Since I gave you guys some of my thoughts about a game last time. It's now time for my usual boring, serious and complaining self to have a spot in the light.
lately I've been feeling that everything I decide to do just aren't available once I really want it.
Tonight I'm actually going to write the first things that comes to my mind starting now.
I don't want to be here!!
I hate you all!
Grow up, I mean seriously you're both adults and can't even cooperate with each other at the most simplest things.
I am nobody and I don't mean nobody as in not famous or powerful I mean as the guy who just melts in the background of your daily life basis.
I just want a month where things are going my way!

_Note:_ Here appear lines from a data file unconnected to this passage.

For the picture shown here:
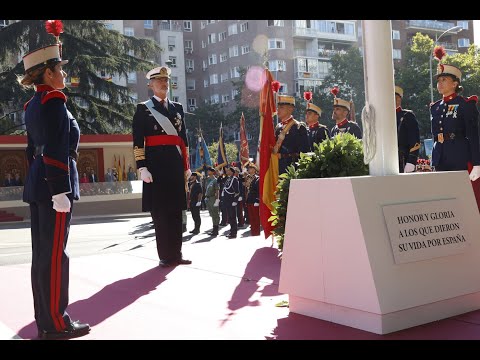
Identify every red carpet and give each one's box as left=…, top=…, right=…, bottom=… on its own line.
left=0, top=237, right=480, bottom=340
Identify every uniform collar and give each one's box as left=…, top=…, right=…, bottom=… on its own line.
left=36, top=84, right=56, bottom=92
left=443, top=93, right=457, bottom=102
left=281, top=115, right=293, bottom=125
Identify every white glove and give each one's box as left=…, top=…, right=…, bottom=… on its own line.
left=138, top=167, right=153, bottom=183
left=403, top=163, right=415, bottom=172
left=469, top=165, right=480, bottom=181
left=52, top=194, right=71, bottom=212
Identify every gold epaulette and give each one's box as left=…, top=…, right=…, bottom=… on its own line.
left=133, top=146, right=145, bottom=161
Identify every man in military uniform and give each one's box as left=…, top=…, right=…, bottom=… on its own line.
left=330, top=97, right=362, bottom=139
left=273, top=95, right=309, bottom=174
left=205, top=167, right=220, bottom=236
left=395, top=86, right=420, bottom=173
left=306, top=102, right=330, bottom=151
left=132, top=66, right=191, bottom=267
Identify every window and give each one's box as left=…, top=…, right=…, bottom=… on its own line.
left=392, top=49, right=402, bottom=60
left=183, top=20, right=192, bottom=31
left=457, top=20, right=468, bottom=30
left=218, top=31, right=227, bottom=42
left=228, top=24, right=238, bottom=36
left=458, top=38, right=470, bottom=47
left=230, top=66, right=240, bottom=79
left=207, top=33, right=217, bottom=44
left=210, top=94, right=220, bottom=104
left=187, top=79, right=195, bottom=90
left=208, top=54, right=217, bottom=65
left=123, top=27, right=135, bottom=36
left=268, top=39, right=285, bottom=50
left=210, top=74, right=218, bottom=84
left=228, top=45, right=238, bottom=57
left=127, top=71, right=137, bottom=84
left=168, top=56, right=177, bottom=68
left=267, top=20, right=285, bottom=26
left=143, top=20, right=153, bottom=29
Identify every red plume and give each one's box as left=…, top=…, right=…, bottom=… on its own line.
left=433, top=46, right=447, bottom=61
left=303, top=91, right=313, bottom=101
left=272, top=81, right=282, bottom=92
left=45, top=20, right=63, bottom=37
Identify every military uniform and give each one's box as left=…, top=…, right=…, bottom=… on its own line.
left=396, top=107, right=420, bottom=173
left=23, top=85, right=80, bottom=333
left=430, top=94, right=480, bottom=171
left=132, top=67, right=189, bottom=264
left=222, top=167, right=240, bottom=238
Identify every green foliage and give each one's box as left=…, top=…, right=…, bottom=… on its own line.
left=208, top=141, right=238, bottom=163
left=270, top=133, right=369, bottom=250
left=0, top=20, right=161, bottom=134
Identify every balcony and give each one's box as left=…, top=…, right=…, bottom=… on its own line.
left=406, top=20, right=455, bottom=32
left=293, top=27, right=357, bottom=42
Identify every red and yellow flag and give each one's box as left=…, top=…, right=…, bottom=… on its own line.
left=258, top=69, right=278, bottom=239
left=240, top=112, right=250, bottom=167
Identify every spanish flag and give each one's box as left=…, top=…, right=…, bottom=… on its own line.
left=258, top=69, right=278, bottom=239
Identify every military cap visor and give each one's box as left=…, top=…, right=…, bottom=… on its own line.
left=23, top=44, right=68, bottom=73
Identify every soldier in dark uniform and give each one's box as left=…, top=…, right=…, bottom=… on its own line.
left=132, top=66, right=192, bottom=267
left=330, top=97, right=362, bottom=139
left=222, top=165, right=240, bottom=239
left=395, top=86, right=420, bottom=173
left=20, top=40, right=90, bottom=339
left=273, top=95, right=309, bottom=174
left=430, top=60, right=480, bottom=209
left=306, top=102, right=330, bottom=151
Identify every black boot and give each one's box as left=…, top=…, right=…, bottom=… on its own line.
left=208, top=225, right=218, bottom=236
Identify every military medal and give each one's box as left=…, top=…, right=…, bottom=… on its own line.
left=437, top=133, right=443, bottom=144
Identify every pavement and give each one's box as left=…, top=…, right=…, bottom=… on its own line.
left=0, top=211, right=480, bottom=340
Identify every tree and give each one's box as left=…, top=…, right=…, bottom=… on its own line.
left=0, top=20, right=161, bottom=134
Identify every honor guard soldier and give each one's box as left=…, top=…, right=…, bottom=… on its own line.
left=330, top=87, right=362, bottom=139
left=132, top=66, right=192, bottom=267
left=395, top=86, right=420, bottom=173
left=430, top=46, right=480, bottom=205
left=19, top=20, right=90, bottom=339
left=273, top=95, right=309, bottom=174
left=222, top=165, right=240, bottom=239
left=306, top=102, right=330, bottom=151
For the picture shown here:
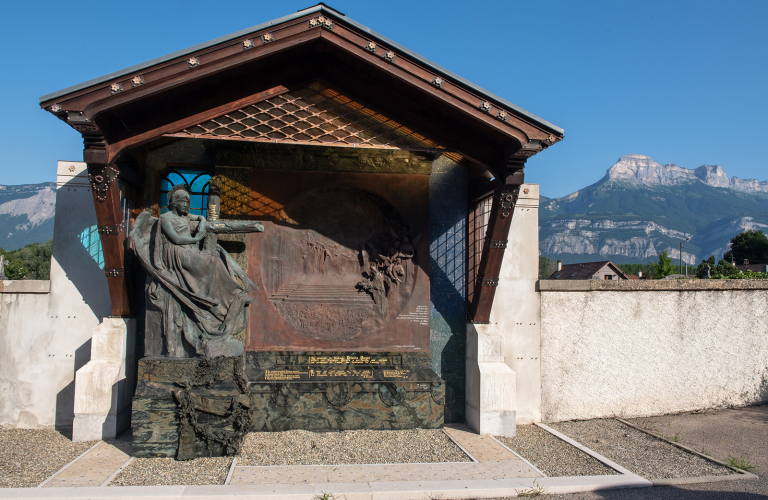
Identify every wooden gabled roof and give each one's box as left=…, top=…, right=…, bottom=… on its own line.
left=40, top=4, right=563, bottom=177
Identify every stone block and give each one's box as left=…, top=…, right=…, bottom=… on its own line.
left=466, top=325, right=517, bottom=436
left=72, top=318, right=135, bottom=441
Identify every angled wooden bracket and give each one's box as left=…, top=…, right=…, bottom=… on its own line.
left=467, top=184, right=522, bottom=324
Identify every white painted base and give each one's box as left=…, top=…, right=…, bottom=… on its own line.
left=72, top=414, right=117, bottom=441
left=465, top=405, right=517, bottom=437
left=72, top=318, right=136, bottom=441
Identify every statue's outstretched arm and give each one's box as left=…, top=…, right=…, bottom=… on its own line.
left=160, top=216, right=205, bottom=245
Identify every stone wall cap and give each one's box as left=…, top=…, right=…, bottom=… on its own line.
left=0, top=280, right=51, bottom=293
left=537, top=279, right=768, bottom=292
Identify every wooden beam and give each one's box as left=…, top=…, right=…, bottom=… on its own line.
left=107, top=85, right=288, bottom=163
left=83, top=150, right=131, bottom=316
left=467, top=180, right=522, bottom=324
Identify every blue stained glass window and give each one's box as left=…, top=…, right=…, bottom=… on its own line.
left=160, top=168, right=211, bottom=217
left=80, top=226, right=104, bottom=269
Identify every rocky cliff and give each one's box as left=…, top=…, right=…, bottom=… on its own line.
left=0, top=182, right=56, bottom=250
left=603, top=155, right=768, bottom=193
left=539, top=155, right=768, bottom=264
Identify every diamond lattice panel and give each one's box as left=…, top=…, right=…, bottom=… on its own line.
left=166, top=82, right=443, bottom=150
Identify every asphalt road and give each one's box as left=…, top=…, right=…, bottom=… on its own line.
left=545, top=405, right=768, bottom=500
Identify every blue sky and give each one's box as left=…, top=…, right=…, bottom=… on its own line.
left=0, top=0, right=768, bottom=197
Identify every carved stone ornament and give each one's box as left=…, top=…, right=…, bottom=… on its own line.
left=124, top=185, right=264, bottom=359
left=309, top=16, right=333, bottom=30
left=88, top=165, right=120, bottom=201
left=496, top=185, right=520, bottom=218
left=70, top=123, right=99, bottom=134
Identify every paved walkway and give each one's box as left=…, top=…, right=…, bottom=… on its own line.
left=0, top=405, right=768, bottom=500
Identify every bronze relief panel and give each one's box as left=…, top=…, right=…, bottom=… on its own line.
left=246, top=170, right=429, bottom=351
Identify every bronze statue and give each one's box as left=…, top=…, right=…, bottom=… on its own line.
left=130, top=185, right=263, bottom=358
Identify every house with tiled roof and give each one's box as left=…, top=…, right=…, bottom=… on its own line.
left=547, top=260, right=629, bottom=280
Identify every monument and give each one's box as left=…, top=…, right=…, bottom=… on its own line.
left=41, top=4, right=563, bottom=459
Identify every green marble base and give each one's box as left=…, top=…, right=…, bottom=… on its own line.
left=131, top=352, right=445, bottom=459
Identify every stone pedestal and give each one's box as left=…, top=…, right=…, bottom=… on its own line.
left=132, top=352, right=445, bottom=459
left=490, top=184, right=541, bottom=425
left=466, top=324, right=516, bottom=436
left=72, top=318, right=136, bottom=441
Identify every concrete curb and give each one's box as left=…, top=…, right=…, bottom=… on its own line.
left=534, top=422, right=636, bottom=476
left=224, top=457, right=237, bottom=486
left=36, top=441, right=104, bottom=488
left=491, top=436, right=549, bottom=477
left=440, top=429, right=480, bottom=463
left=616, top=418, right=759, bottom=484
left=2, top=475, right=651, bottom=500
left=101, top=457, right=133, bottom=488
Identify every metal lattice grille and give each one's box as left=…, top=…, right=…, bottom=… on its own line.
left=166, top=82, right=443, bottom=150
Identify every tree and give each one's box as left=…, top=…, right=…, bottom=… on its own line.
left=0, top=239, right=53, bottom=280
left=696, top=255, right=715, bottom=279
left=651, top=250, right=675, bottom=279
left=723, top=231, right=768, bottom=266
left=539, top=255, right=557, bottom=280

Just a month would make me stronger and let me carry on for at least ten years..
Now doesn't it sound really good to have your own fortress of solitude? Maybe not for most people, a year ago I would've hated being alone. A year ago I had gotten used to the idea of being alone after almost four years of loneliness.
Now these days I can't go without human contact for even 36 hours, I'm starting to wonder if I'm maybe pathetic, relying too much on other humans. Lately I've been feeling such despise, detest and hatred towards those around me... Or maybe I've always had it just never really had my eyes and mind open as much as now.
Sure there are great things in my life which I probably take for granted, but come on after almost ten years of adversity I'm starting to grow tired of it.
Quote - "-I'm hanging out in a graveyard, does that strike as normal behaviour to you?
- Hey I'm here too!
- Yeah, good point."
Into Each Life Some Rain Must Fall - Ella Fitzgerald & The Inkspots.